Management of hospital beds is a high-impact issue for two-tier healthcare systems, due principally to their critical importance and high costs. Bed capacity in the public sector is generally insufficient to provide immediate care to all critical patients and thus a significant proportion of public expenditure is assigned to the diversion of patients for treatment in the private sector. We formulate and approximately solve a discounted infinite-horizon Markov Decision Process (MDP) that seeks to identify cost-effective policies for transferring ICU patients between hospitals or diverting them to private clinics. The solution approach employs an affine architecture for approximating the value function of the MDP model and solves the equivalent linear programming model using column generation. The approach can handle a high level of dimensionality, enabling it to consider the arriving patients’ many different diagnostic groups and their corresponding lengths of stay. The decisions generated through this approach often differ from the intuitive ones produced in a typical day-by-day decision process, that does not consider the impact of the current day’s decisions on the future performance of the system. In particular, the resulting policies will in many cases proactively transfer patients to a different public facility or divert them to a private one even though the hospital they first arrived at had beds available.

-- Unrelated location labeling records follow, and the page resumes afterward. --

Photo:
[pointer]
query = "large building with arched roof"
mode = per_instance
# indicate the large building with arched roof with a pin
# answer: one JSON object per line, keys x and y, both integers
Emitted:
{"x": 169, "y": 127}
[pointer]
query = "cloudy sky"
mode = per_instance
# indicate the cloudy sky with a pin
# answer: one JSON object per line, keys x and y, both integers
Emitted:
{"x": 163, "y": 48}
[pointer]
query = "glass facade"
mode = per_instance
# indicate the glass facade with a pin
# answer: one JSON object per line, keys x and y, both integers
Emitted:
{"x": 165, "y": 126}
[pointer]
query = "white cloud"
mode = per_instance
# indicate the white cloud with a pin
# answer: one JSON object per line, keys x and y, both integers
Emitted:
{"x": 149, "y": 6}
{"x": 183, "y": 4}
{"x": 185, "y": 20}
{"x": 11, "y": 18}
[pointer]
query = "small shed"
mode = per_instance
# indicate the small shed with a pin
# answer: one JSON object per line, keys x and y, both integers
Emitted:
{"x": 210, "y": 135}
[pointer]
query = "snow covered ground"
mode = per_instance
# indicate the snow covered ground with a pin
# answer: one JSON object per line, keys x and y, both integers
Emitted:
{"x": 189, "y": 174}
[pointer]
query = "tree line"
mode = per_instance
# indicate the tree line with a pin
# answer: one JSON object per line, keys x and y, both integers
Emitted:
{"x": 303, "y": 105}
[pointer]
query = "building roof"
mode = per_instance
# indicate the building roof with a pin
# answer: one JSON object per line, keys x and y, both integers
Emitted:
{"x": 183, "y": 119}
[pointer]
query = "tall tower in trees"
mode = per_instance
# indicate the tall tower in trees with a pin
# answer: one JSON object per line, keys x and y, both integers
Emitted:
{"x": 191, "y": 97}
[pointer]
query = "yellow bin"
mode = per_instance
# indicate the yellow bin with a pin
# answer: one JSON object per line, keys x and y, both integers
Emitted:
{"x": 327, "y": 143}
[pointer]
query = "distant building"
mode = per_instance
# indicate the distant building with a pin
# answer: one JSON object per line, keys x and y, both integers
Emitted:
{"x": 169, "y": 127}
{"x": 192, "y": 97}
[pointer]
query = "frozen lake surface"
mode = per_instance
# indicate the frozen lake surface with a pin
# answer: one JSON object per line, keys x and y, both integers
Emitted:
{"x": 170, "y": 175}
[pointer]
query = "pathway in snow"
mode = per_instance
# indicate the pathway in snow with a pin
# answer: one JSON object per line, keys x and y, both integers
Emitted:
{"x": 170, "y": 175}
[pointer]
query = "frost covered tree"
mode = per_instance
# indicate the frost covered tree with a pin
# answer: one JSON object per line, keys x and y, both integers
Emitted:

The performance of the proposed method was evaluated by simulating a case study based on data from a hospital network in Santiago, Chile, producing savings of almost 49% due mostly to reduced usage of private services.

Suggested Citation

  • Marquinez, José Tomás & Sauré, Antoine & Cataldo, Alejandro & Ferrer, Juan-Carlos, 2021. "Identifying proactive ICU patient admission, transfer and diversion policies in a public-private hospital network," European Journal of Operational Research, Elsevier, vol. 295(1), pages 306-320.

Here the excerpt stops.